Others have previously suggested a unique subset of HNSCC in young white females with limited exposure to traditional risk factors with superior survival.8,9 However, the present study is the first to exclude HPV-related cancers on the basis of p16 immunohistochemical staining. Positive p16 staining has been independently associated with HPV infection and improved outcomes in young patients.10,11 The molecular basis of HNSCC in young patients has been investigated, although deliberate exclusion of HPV-related cancers has been rare. TP53 mutations are common in all cancers including HNSCC, with a higher incidence correlated with tobacco and alcohol use. 12 A study of oral tongue cancers by Li et al. found fewer TP53 mutations in young nonsmokers. 13 In contradistinction to this, De Paula et al. reported higher rates of TP53 expression in tumors of young patients with few risk factors. 14 Other genetic alterations noted at higher rates in young patients include loss of heterozygosity and altered methylation of histone H3. 12 Further studies of molecular changes in non-HPV-related HNSCC in young patients are needed to clarify the extent of these molecular differences and to determine whether such differences constitute a fundamentally different form of HNSCC compared to that in older patients exposed to traditional risk factors.
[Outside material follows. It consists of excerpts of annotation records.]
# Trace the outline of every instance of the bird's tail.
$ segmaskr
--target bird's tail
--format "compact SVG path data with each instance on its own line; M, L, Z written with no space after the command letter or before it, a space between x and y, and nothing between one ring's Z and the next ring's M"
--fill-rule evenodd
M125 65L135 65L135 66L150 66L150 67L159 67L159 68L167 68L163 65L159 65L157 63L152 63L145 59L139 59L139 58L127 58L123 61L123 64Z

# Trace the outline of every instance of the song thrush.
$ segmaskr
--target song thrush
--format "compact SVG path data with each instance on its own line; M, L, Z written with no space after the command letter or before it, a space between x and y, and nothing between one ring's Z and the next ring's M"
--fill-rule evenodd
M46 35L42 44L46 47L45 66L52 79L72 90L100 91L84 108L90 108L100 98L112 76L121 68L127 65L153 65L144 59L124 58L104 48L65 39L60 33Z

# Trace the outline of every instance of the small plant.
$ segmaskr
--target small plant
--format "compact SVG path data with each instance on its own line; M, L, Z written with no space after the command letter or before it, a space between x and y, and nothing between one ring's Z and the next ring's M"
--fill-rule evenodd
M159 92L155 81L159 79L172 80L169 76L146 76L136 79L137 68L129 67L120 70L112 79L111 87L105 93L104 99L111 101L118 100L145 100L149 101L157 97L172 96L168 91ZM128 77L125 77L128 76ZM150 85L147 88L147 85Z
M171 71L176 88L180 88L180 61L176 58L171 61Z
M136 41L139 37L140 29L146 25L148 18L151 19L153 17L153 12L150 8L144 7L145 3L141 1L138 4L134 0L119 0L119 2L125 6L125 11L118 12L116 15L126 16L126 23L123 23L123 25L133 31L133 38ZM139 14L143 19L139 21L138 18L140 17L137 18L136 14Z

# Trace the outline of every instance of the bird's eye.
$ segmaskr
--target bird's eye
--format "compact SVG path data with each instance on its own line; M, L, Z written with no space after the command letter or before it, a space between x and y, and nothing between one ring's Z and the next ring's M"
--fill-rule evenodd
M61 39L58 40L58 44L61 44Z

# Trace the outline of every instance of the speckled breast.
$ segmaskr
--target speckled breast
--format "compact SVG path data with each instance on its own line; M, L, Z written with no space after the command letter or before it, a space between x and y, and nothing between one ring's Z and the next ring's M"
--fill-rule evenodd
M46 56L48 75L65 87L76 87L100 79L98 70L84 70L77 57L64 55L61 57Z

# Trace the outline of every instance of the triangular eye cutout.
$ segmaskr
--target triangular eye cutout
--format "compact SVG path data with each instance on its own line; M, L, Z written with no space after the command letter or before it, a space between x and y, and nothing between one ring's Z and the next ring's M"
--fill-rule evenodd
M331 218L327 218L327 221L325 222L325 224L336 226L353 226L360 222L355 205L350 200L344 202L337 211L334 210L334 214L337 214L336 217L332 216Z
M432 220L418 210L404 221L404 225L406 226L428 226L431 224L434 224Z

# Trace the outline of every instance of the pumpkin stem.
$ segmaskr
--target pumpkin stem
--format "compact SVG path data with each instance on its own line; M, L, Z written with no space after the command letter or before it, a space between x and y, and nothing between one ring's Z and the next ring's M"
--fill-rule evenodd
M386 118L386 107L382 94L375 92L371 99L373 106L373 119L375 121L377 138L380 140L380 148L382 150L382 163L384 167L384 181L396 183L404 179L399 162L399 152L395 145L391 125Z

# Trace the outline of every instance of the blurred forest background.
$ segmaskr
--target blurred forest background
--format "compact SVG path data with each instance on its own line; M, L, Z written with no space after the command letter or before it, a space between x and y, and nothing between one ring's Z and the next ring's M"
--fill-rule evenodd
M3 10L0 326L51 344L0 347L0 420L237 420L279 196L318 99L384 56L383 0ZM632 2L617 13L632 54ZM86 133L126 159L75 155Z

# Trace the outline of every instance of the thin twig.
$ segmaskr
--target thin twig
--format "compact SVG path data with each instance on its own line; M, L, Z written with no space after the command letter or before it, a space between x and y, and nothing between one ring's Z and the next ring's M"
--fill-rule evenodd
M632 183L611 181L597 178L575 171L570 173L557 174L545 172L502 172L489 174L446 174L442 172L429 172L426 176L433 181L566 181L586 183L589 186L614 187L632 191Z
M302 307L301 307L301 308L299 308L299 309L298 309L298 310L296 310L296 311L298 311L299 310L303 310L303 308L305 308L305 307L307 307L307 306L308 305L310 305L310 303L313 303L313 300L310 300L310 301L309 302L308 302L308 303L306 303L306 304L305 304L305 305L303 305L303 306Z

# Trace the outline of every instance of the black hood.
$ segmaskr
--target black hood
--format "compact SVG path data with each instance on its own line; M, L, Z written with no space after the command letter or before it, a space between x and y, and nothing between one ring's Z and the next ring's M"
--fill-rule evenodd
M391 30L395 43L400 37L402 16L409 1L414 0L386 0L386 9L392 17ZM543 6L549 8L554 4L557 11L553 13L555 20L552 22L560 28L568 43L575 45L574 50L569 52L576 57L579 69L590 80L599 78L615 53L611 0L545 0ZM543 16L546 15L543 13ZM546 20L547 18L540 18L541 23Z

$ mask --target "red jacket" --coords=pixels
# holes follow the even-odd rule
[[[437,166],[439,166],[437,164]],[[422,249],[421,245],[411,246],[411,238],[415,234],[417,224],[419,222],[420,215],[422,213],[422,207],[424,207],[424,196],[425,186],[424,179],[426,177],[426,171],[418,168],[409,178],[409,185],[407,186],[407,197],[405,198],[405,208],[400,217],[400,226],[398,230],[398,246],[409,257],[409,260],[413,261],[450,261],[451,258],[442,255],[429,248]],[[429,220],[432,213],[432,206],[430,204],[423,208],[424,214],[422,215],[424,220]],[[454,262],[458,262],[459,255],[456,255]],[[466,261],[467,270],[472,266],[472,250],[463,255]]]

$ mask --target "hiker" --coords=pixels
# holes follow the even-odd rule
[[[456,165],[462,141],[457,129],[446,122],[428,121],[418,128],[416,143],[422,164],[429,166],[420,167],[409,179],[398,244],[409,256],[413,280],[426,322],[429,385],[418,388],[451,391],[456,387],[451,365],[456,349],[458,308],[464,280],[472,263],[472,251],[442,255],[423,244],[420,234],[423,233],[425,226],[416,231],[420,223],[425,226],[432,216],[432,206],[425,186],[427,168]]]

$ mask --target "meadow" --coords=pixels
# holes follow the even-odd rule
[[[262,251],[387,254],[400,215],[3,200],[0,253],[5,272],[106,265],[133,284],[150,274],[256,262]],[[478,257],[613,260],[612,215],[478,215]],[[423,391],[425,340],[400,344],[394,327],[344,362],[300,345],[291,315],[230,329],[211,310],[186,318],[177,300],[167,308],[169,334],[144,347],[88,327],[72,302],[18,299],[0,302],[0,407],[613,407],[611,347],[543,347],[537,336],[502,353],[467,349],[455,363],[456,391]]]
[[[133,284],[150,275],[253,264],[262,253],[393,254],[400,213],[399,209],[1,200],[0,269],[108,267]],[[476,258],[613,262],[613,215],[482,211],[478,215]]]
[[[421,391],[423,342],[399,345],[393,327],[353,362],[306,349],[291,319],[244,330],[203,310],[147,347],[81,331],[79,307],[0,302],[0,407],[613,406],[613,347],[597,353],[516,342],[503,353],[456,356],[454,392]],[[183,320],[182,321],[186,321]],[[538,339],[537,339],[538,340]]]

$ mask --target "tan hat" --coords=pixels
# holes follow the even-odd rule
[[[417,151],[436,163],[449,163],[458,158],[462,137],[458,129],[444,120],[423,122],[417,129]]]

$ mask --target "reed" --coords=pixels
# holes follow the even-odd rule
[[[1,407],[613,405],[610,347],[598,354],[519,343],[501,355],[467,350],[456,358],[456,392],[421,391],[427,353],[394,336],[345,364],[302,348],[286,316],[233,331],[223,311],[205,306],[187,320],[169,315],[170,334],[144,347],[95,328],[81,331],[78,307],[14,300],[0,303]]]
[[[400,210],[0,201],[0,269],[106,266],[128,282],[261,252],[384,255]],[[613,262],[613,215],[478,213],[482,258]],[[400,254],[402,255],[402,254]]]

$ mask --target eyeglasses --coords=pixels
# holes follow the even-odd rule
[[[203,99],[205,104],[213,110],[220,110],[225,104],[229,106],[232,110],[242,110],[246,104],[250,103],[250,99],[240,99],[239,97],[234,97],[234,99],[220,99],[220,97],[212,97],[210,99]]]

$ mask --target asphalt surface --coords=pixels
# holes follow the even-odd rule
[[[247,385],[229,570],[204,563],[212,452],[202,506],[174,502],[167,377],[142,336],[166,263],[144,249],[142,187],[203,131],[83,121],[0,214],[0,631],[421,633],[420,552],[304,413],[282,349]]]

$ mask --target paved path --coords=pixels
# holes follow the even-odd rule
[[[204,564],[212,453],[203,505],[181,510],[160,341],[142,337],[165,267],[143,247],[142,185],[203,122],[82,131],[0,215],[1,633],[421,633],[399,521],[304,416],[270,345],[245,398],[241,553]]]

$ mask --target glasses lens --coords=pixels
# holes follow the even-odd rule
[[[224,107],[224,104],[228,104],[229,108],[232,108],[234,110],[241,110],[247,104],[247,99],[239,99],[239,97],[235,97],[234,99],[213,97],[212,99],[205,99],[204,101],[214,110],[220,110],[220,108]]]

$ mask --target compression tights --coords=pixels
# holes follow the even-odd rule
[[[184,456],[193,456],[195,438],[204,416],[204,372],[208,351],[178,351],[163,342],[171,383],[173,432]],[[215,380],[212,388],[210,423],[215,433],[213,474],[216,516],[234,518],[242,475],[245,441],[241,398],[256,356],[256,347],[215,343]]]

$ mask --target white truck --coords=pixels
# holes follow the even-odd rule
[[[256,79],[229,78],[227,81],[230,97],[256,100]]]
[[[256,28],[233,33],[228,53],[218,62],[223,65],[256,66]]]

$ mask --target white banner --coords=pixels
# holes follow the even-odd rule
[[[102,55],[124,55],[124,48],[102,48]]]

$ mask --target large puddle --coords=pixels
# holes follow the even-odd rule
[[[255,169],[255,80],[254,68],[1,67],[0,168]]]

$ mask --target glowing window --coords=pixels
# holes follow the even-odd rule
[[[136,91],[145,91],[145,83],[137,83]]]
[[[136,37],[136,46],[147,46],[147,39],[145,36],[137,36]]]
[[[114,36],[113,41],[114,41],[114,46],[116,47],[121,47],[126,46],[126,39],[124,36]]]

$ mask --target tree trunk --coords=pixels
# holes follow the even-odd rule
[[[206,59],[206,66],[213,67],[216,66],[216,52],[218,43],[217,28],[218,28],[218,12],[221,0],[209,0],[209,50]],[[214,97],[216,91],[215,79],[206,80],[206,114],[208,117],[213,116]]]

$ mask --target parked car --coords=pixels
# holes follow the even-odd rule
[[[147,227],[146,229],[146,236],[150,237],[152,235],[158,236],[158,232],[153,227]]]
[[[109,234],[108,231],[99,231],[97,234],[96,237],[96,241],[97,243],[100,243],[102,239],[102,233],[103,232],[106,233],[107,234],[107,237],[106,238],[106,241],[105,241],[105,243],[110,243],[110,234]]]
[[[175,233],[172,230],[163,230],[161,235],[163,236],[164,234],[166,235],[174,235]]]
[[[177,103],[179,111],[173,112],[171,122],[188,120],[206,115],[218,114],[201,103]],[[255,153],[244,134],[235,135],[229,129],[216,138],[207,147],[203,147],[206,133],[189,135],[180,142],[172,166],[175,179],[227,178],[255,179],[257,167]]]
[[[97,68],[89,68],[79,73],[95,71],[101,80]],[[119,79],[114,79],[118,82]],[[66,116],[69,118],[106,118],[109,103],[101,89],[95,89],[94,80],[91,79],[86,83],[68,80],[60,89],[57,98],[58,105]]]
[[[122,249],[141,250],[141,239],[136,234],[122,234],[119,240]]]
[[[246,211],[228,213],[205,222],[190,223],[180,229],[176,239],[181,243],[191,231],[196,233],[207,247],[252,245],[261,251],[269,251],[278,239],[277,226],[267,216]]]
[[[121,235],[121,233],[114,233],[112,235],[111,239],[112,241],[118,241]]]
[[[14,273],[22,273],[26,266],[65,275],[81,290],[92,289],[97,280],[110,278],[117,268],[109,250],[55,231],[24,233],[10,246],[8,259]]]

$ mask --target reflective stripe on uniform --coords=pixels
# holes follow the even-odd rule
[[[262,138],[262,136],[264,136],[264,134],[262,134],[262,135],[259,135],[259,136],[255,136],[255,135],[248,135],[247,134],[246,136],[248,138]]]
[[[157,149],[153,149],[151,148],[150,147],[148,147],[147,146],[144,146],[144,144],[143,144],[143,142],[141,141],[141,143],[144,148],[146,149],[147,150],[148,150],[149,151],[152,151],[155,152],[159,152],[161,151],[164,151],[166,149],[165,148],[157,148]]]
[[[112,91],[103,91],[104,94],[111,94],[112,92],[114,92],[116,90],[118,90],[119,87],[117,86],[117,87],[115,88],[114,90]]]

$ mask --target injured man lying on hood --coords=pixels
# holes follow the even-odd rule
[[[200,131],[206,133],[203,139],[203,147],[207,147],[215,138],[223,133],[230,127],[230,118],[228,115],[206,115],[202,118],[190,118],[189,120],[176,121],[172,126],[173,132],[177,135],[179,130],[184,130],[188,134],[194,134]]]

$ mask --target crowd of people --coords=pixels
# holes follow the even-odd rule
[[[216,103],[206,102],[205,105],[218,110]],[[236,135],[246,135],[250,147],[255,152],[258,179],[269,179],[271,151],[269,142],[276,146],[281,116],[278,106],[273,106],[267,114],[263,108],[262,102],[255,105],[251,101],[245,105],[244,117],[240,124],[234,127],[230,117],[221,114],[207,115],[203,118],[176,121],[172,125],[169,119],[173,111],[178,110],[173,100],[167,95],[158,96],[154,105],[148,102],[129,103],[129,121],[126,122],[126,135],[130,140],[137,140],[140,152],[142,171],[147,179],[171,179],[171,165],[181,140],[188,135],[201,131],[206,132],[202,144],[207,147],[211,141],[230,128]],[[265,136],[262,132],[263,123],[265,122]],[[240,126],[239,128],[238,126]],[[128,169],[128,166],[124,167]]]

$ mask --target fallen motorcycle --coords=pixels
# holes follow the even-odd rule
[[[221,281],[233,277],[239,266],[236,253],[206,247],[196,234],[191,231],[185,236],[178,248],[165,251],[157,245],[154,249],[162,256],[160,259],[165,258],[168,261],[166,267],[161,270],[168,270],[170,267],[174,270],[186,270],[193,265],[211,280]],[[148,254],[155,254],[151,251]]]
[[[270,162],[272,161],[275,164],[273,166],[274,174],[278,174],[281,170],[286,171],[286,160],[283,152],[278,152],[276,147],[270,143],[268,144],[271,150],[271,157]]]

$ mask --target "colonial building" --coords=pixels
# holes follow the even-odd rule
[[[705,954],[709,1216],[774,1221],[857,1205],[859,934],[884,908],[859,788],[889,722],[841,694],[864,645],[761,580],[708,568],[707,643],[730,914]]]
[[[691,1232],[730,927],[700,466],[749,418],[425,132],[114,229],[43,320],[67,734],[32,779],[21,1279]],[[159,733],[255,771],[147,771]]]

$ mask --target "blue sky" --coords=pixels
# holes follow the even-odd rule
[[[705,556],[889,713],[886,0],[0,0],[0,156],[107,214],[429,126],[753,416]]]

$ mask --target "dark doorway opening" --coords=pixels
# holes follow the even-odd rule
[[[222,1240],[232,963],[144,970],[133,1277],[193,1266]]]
This study is limited by its retrospective nature, by the rarity of non-HPV-related HNSCC in patients younger than 40 years and by the limited number of recurrence and death events in this already small population. For some analyses, data were only available for UVA patients, introducing the possibility of institution-dependent bias, although such bias is commonly present in single-institution studies. Additionally, average follow-up times for both groups were relatively short, which may have impacted OS estimates.
Conclusion
Compared to older patients, young patients who develop non-HPV-related HNSCC tend to be more gender-balanced and are more likely to be never smokers. They have similarly aggressive disease with comparable DFS. However, they have superior OS and conditional survival after recurrence, which may be due to fewer comorbidities and thus better overall health.
Footnotes
Authors’ Note
This paper was presented at the 2018 American Head and Neck Society Annual Meeting and the 2018 Virginia Society of Otolaryngology Annual Meeting.
Declaration of Conflicting Interests
The author(s) declared no potential conflicts of interest with respect to the research, authorship, and/or publication of this article.
Funding
The author(s) received no financial support for the research, authorship, and/or publication of this article.